User Guide

Nomenclature

The term tensor refers to an order-n (a.k.a., n-dimensional) array. One can think of tensors as a generalization of matrices to higher orders. For example, scalars, vectors, and matrices are order-0, order-1, and order-2 tensors, respectively.

An order-n tensor has \(n\) modes. Each mode has an extent (a.k.a. size). For each mode you can specify a stride \(s > 0\). This stride describes how far apart two logically consecutive elements along that mode are in physical memory. They have a function similar to the leading dimension in BLAS and allow, for example, operating on sub-tensors.

cuTENSOR, by default, adheres to a generalized column-major data layout. For example: \(A_{a,b,c} \in {R}^{4\times 8 \times 12}\) is an order-3 tensor with the extent of the a-mode, b-mode, and c-mode respectively being 4, 8, and 12. If not explicitly specified, the strides are assumed to be:

  • \(stride(a) = 1\)

  • \(stride(b) = extent(a)\)

  • \(stride(c) = extent(a) * extent(b)\).

For a general order-n tensor \(A_{i_1,i_2,...,i_n}\) we require that the strides do not lead to overlapping memory accesses; for instance, \(stride(i_1) >= 1\), and \(stride(i_{l}) >=stride(i_{l-1}) * extent(i_{l-1})\).

We say that a tensor is packed if it is contiguously stored in memory along all modes. That is, \(stride(i_1) = 1\) and \(stride(i_l) = stride(i_{l-1}) * extent(i_{l-1})\).

Einstein Notation

We adhere to the “Einstein notation”: modes that appear in the input tensors and not in the output tensor are implicitly contracted.

Performance Guidelines

In this section we assume a generalized column-major data layout (i.e., the modes on the left have the smallest stride). Most of the following performance guidelines are aimed to facilitate more regular memory access patterns:

  • Try to arrange the modes (w.r.t. increasing strides) of the tensor similarly in all tensors. For instance, \(C_{a,b,c} = A_{a,k,c} B_{k,b}\) is preferable to \(C_{a,b,c} = A_{c,k,a} B_{k,b}\).

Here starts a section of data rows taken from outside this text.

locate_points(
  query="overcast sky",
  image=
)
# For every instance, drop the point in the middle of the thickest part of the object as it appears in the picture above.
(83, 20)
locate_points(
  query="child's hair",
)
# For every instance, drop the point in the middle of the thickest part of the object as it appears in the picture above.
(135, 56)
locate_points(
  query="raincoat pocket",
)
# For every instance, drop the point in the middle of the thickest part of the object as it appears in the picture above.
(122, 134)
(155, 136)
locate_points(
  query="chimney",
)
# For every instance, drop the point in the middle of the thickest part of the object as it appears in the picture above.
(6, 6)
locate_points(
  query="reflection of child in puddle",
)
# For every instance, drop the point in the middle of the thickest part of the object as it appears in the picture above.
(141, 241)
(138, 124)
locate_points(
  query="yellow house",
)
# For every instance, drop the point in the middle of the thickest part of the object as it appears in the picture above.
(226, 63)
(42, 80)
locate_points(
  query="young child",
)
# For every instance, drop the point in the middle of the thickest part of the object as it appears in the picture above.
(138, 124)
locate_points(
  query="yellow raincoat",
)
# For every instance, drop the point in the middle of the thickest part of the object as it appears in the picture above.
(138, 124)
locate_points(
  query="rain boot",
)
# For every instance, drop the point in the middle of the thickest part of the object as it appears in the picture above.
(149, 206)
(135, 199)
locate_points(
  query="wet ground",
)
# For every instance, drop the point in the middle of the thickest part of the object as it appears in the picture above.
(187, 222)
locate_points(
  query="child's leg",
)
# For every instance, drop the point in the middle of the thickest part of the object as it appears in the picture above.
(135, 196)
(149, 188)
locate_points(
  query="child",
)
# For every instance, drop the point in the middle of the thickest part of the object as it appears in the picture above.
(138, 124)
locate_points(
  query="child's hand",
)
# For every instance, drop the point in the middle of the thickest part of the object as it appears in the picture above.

  • Try to keep batched modes as the slowest-varying modes (i.e., with the largest strides). For instance \(C_{a,b,c,l} = A_{a,k,c,l} B_{k,b,l}\) is preferable to \(C_{a,l,b,c} = A_{l,a,k,c} B_{k,l,b}\).

  • Try to keep the extent of the fastest-varying mode (a.k.a. stride-one mode) as large as possible.

Accuracy Guarantees

cuTENSOR uses its own compute type to set the floating-point accuracy across tensor operations. The cutensorComputeType_t refers to the minimal accuracy that is guaranteed throughout computations. Because it is only a guarantee of minimal accuracy, it is possible that the library chooses a higher accuracy than that requested by the user (e.g., if that compute type is not supported for a given problem, or to have more kernels available to choose from).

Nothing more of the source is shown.